On ne sait pas quelle suite les institutions judiciaires et électorales donneront à cette affaire, mais elle devrait au moins être considérée comme une alerte face à un péril grave pour la survie de la démocratie sénégalaise. Il y a évidemment une anomalie démocratique dans ce pays : quarante sept coalitions dans des joutes électorales pour moins de deux cents députés et pour une population électorale de moins de cinq millions de votants, c’est quand même curieux !
Cette ruée effrénée de tout le monde vers la députation ne traduit pas forcément une vitalité démocratique. Nous pensons au contraire qu’elle exprime de façon cruelle un déficit de VOCATION. La vocation consiste à se sentir utile pour sa communauté, à se découvrir en se perdant (c’est-à-dire son égoïsme) dans les services rendus aux autres comme dirait Gandhi. La vocation est la grande victime d’une démocratie de la roublardise et son linceul s’appelle cupidité. Nous manquons de vocation dans ce pays car toutes nos actions obéissent au calcul, à l’intérêt immédiat et matériel.
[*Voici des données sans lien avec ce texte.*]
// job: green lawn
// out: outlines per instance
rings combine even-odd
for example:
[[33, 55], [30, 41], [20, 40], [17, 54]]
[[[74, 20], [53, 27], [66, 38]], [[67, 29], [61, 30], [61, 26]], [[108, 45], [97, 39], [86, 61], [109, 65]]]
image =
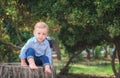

Il faut que nous apprenions à nous sacrifier pour nos idées et nos valeurs ; il faut que nous ayons la culture du sacerdoce ; il faut que nous acceptions de faire du mérite le principal levier de l’ascension sociale.
Cette floraison de listes électorales est très suspecte : avec le bruit assourdissant des flots du pétrole escompté, il y a des possibilités que des lobbies se cachent derrière des politiciens pour hypothéquer les chances de faire la lumière sur les transactions en cours ou passées. C’est pourquoi le Mouvement citoyen LABEL-Sénégal propose une réforme de notre système électoral et qu’une loi sur le financement des partis politique permette de contrôler la régularité de leurs actions. Cette réforme prendra en compte les données de la géopolitique et exigera des candidats à la députation (et plus généralement à des postes de ministres et de directeurs de société) :
1) de faire valoir une expérience professionnelle ou une exemplarité attestée par une enquête de moralité confiée à des professionnels. On nous rétorquera qu’une telle entreprise demande beaucoup de temps et de moyens humains et matériels, mais la sécurité du pays et son indépendance n’ont pas de prix. Un paysan peut être jugé en fonction de ses productions, un ouvrier par ses pairs, etc.
2) l’élimination systématique du plus fort reste et l’institution de la proportionnelle intégrale. C’est absurde de faire du seul calcul mathématique un tremplin de promotion politique.
3) que les prérogatives de la CENA soient étendues et qu’elle puisse connaître de l’origine licite de la caution versée par les candidats à la présidentielle et par les listes de candidats à la députation. Il y a des soupçons légitimes que certaines listes sont en réalité financées par le régime pour fausser le jeu démocratique ; et c’est proprement inacceptable.
4) restreindre l’acquisition des licences des médias de masse : c’est un grand danger pour la démocratie que quelques citoyens puissent contrôler le paysage audiovisuel. Une radio, un journal, un site en ligne, une télévision et une licence d’opération de téléphonie mobile pour une seule personne, c’est en faire un gourou de la démocratie. Les consciences de nos concitoyens ne doivent pas être abandonnées à des lobbies financiers et médiatiques. Le népotisme et la tyrannie squattent les faiblesses de la démocratie et c’est pourquoi elle doit toujours se remettre en cause pour rester telle.